Another product expected to make its debut alongside Apple's (AAPL 0.68%) rumored iPhone 7 at the tech giant's product launch event on Wednesday is the Apple Watch 2. Though a Wednesday unveiling for the device is less certain than the closely followed iPhone, recent purported leaks about a new version of the Apple Watch support the possibility of a launch and provide some hints about what changes the new version may feature.
Little is known about Apple's next version of its Apple Watch. While Apple teased its newest operating system for the device, WatchOS 2, this summer at Apple's Worldwide Developers Conference, the company didn't specify any features that would be unique to its next version of the watch or even say when a new hardware would be unveiled.
In addition, Apple Watch leaks are simply hard to come by, since the device ships in much smaller volumes than the iPhone. This means the company can more easily keep product leaks under wrap.
Of course, Apple's sprawling global supply chain makes it nearly impossible for at least some leaks not to slip. And this is what has happened with Apple Watch 2 just about a week before the device's expected unveiling.
As MacRumors reported on Sept. 1, a British Apple-certified accessory and repair reseller for iOS devices, Byte, recently posted new photos and a video of what looks to be Apple Watch 2 parts. Based on the photos, the device looks as if it will feature thinner display technology and a 35.7% larger battery than the original Apple Watch battery.

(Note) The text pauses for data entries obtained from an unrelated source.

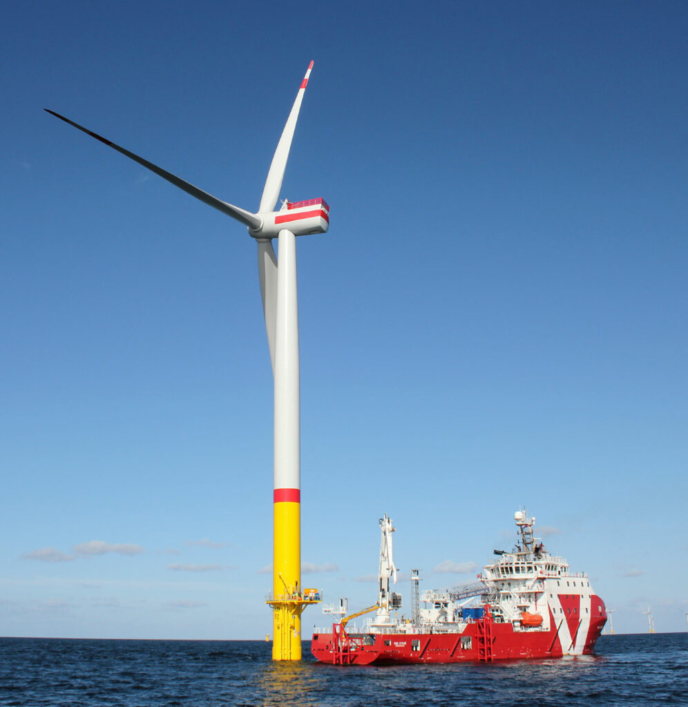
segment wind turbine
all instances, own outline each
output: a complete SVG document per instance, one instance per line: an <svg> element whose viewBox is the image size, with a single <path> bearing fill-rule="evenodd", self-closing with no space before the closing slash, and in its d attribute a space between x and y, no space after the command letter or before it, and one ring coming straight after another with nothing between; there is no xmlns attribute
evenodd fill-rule
<svg viewBox="0 0 688 707"><path fill-rule="evenodd" d="M296 120L313 66L311 62L296 93L272 158L260 205L255 213L218 199L69 118L45 109L204 204L243 223L247 227L249 235L257 243L258 276L274 380L273 591L267 601L273 608L272 658L274 660L301 660L301 612L308 604L320 601L316 590L304 591L301 576L301 436L296 237L326 233L330 225L330 207L323 199L313 199L293 204L285 200L279 211L274 210ZM276 257L272 247L274 238L278 243Z"/></svg>
<svg viewBox="0 0 688 707"><path fill-rule="evenodd" d="M643 612L643 614L647 614L648 615L648 633L654 633L655 632L655 618L652 615L652 612L650 610L650 607L648 607L648 610L646 612Z"/></svg>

Beyond these purported hardware leaks, the Apple rumor pros over at MacRumors expect Apple Watch 2 to include a GPS, a faster processor, and improved water resistance. But changes to the watch's exterior are unlikely, according to MacRumors.
Why a Wednesday unveiling is likely
While the ever-active Apple rumor mill doesn't seem certain that Apple Watch will make its debut on Wednesday, the best reason it could is simply that the device is due for an update.
The first version of the Apple Watch was first unveiled in September 2014. Deliveries of the device, however, didn't begin until April last year. This puts Apple at well over a year since its last Apple Watch hardware update -- a long product cycle for a new Apple product. The iPhone, for instance, is consistently refreshed every year; and the company even introduced a new, lower-priced iPhone midway through its annual cycle earlier this year.
The Apple Watch serves an interesting role in Apple's business. Probably accounting for about 2% to 3% of the company's revenue, the device won't do much either way for Apple's overall business. But that doesn't mean investors should forget about the segment. Investors are looking to see whether the company can grow its newest product category to meaningful levels in the same way it did with the iPad, which now represents 11.5% of the company's total revenue. If Apple Watch sales -- or at least a broader wearable segment if Apple chooses to launch more wearable technology in the future -- can grow to around 10% or more of revenue, the new category could both help Apple grow its business and diversify its hardware offerings.